How higher rates might affect your mortgage

Posted: September 14, 2014

Interest rates have been so low for so long that we barely raise an eyebrow about the warnings of higher rates ahead. But long-term interest rates might tick upward this year as the U.S. Federal Reserve cuts back on its economic stimulus which has kept rates low.

For the past five years, the Fed has been buying U.S. Treasury bonds every month by creating the money. It writes a cheque to buy the bonds which has expanded consumer credit, making it cheaper to borrow money.

The impact of the Fed’s action on Canadian homeowners is a gradual increase in long-term mortgage rates. This includes the five-year fixed rate mortgage, now among the most popular. In 2013, 82 per cent of new mortgages were fixed rate terms, according to the Canadian Association of Accredited Mortgage Professionals.

“We expect long-term rates to rise later this year, which will impact five- and10-year mortgage rates in Canada,” said Benjamin Tal, deputy chief economist at CIBC.

A homeowner who chose a five-year mortgage in 2012 would have paid 2.99 per cent. In 2013, the average was 3.29 per cent. That’s why it’s a good idea to take a look at how you might be affected by higher rates, especially if your mortgage will soon come up for renewal.

The idea is to prepare for the worst, says Robert McLister, editor of Canadian Mortgage Trends.

“At the very least, folks should run a couple of rate hike scenarios through a stress test calculator,” McLister said.

The goal is to ensure you can afford payments at that higher rate come maturity time.

“If the results look ominous given your budget, the time to strategize is now, well before maturity,” he said.

Here are some examples:

If you have a $300,000 mortgage at 3.49 per cent and rates rise by two points at renewal time it will cost you $274 more a month. At $400,000 it’s $365 more per month.

Here are some options if your payments are too high for you to carry at renewal:

Refinance: If you have to, extend the amortization.
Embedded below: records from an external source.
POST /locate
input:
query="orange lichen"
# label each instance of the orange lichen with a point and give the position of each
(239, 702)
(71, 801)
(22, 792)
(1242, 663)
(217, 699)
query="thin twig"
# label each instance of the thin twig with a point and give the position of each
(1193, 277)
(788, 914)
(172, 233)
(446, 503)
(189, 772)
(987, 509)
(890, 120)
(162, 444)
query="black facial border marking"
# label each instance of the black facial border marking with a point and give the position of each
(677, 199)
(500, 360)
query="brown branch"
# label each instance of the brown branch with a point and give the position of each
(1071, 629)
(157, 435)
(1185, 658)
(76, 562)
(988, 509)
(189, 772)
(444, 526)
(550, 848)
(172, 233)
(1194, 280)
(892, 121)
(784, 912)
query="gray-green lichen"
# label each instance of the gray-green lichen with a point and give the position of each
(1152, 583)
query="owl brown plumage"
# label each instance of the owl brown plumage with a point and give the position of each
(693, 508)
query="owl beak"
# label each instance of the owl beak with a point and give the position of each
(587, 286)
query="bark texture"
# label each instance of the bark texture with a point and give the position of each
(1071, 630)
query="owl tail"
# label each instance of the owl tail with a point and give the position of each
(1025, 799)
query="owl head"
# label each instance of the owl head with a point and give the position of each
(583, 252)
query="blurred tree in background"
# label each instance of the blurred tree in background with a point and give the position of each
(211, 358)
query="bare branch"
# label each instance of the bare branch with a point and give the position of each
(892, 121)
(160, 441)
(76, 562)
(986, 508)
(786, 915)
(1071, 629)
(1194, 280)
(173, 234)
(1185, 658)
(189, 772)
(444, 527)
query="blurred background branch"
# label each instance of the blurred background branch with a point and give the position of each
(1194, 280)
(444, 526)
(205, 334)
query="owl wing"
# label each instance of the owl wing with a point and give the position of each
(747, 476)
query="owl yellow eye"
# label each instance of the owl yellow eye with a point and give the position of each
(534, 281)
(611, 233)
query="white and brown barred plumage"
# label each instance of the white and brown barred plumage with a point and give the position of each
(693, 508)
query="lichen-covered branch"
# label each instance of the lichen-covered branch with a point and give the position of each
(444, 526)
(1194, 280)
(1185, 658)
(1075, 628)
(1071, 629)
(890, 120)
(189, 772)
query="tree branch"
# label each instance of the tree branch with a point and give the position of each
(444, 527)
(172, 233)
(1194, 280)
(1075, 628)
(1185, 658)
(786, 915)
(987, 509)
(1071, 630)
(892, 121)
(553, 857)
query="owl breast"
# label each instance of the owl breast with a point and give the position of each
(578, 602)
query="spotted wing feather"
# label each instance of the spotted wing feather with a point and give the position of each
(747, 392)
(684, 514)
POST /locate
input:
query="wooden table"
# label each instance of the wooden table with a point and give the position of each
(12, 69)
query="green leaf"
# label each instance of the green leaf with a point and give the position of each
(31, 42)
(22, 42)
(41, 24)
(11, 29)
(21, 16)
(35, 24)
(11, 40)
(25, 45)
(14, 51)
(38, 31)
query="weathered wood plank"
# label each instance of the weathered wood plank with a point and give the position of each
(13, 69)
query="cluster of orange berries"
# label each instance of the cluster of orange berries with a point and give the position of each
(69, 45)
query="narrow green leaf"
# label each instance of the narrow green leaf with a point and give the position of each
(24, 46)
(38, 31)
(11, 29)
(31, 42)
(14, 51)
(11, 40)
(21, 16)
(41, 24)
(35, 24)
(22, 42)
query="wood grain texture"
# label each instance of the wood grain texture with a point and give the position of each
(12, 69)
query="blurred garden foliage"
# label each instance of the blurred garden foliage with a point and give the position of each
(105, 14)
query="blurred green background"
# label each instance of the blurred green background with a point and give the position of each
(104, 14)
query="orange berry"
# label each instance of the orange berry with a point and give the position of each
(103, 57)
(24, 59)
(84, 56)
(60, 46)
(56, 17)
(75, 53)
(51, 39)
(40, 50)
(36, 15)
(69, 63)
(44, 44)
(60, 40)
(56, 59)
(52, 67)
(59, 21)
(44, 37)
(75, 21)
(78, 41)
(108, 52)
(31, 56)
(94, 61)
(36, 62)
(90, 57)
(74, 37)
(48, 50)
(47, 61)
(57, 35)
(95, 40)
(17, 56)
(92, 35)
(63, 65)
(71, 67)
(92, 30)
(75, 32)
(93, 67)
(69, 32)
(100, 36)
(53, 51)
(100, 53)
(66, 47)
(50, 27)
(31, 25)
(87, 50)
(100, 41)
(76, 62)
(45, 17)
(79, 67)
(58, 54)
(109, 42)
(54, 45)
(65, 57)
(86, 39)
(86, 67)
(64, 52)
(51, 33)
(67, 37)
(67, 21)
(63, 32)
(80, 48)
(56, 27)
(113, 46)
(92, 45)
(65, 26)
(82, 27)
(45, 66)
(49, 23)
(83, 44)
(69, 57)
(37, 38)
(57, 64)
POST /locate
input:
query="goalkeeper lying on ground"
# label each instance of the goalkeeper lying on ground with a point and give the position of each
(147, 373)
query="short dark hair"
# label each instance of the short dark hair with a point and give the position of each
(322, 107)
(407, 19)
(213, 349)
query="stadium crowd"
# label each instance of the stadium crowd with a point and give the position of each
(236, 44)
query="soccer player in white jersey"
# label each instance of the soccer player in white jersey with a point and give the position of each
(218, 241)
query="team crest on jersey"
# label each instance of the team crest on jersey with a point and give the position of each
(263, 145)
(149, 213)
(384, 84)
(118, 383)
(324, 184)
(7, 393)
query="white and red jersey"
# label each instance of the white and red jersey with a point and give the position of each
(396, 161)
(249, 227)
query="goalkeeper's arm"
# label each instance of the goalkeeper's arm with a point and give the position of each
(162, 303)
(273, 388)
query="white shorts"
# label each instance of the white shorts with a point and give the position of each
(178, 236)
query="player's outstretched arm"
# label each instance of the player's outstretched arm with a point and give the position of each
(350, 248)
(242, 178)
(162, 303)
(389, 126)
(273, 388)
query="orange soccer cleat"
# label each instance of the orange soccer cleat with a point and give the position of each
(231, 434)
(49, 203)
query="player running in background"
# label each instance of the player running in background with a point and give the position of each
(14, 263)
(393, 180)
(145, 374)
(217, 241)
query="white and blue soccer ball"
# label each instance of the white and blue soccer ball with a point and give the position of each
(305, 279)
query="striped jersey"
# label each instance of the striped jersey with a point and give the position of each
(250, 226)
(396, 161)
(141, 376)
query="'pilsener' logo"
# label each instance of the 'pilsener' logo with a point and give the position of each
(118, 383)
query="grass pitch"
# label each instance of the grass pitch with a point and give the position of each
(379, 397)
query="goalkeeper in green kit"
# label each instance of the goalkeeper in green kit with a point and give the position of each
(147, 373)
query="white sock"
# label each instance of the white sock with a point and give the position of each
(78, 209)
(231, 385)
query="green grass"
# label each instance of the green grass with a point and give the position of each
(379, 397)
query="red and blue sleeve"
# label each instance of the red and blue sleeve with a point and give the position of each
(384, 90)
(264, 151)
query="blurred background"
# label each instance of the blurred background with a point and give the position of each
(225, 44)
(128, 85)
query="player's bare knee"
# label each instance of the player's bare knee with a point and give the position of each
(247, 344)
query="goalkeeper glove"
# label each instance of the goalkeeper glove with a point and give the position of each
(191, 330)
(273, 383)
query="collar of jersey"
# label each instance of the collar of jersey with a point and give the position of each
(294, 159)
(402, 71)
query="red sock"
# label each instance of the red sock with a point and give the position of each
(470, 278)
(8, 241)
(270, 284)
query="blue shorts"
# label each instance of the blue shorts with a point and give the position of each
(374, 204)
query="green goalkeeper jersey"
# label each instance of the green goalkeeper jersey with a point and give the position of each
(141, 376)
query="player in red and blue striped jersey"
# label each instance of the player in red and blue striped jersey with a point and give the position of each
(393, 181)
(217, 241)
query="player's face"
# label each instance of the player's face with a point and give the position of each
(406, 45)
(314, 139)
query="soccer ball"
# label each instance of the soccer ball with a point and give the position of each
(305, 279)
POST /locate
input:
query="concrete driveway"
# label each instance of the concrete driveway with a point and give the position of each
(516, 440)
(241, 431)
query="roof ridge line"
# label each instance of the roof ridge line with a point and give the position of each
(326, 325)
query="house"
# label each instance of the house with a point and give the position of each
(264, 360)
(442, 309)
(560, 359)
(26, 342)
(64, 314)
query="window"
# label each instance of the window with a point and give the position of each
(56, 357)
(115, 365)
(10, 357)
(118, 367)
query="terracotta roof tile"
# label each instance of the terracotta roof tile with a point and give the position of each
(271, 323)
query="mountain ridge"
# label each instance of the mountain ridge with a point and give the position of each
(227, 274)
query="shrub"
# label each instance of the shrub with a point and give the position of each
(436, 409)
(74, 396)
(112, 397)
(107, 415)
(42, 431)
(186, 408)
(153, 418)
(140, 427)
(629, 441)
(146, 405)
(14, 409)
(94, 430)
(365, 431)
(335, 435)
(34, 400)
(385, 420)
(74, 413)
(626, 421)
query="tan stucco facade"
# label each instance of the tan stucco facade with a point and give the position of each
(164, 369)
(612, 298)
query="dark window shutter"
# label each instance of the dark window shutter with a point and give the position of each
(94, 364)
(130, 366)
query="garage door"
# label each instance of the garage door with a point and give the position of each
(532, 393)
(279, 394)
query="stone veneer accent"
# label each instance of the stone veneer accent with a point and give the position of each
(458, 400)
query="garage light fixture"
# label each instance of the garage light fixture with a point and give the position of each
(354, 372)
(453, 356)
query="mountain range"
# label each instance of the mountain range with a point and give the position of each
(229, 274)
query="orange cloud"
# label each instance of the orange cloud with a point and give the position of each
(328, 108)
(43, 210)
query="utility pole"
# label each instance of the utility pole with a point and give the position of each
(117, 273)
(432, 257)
If you’ve worked it down to 20 years, say, increase it. This option generally requires at least 20 per cent equity in the home and it means you’ll be increasing your interest bill over the life of the mortgage. It’s a last-ditch thing to do, McLister says, but “it’s better than defaulting on your mortgage.”

Take a payment vacation: Some mortgages have a skip-a-payment feature. This is an alternative to extending your amortization.

Go shorter: Choose a shorter term with a lower interest rate and payment. That assumes you can handle the risk of rising rates when it comes time to renew again, but if you’re having cash flow problems, there’s a good chance you can’t.

Downsize: A last resort, maybe. But consider selling or renting out a portion of your home.

McLister says that if you find yourself in this position then maybe it’s time to sell and avoid the stress.

“If your budget is stretched, something will happen to stretch it further. It’s Murphy’s Law of borrowing,” he said.

While long-term interest rates may finally head up this year, the Bank of Canada remains committed to keeping short-term rates low. As the spread between long- and short-term interest rates widens, variable rate mortgages become more attractive.

“When long-term rates rise, more and more people look at variable rate mortgages,” said Tal.

The Canadian Mortgage Trends Web site has a useful calculator that can help you run the numbers.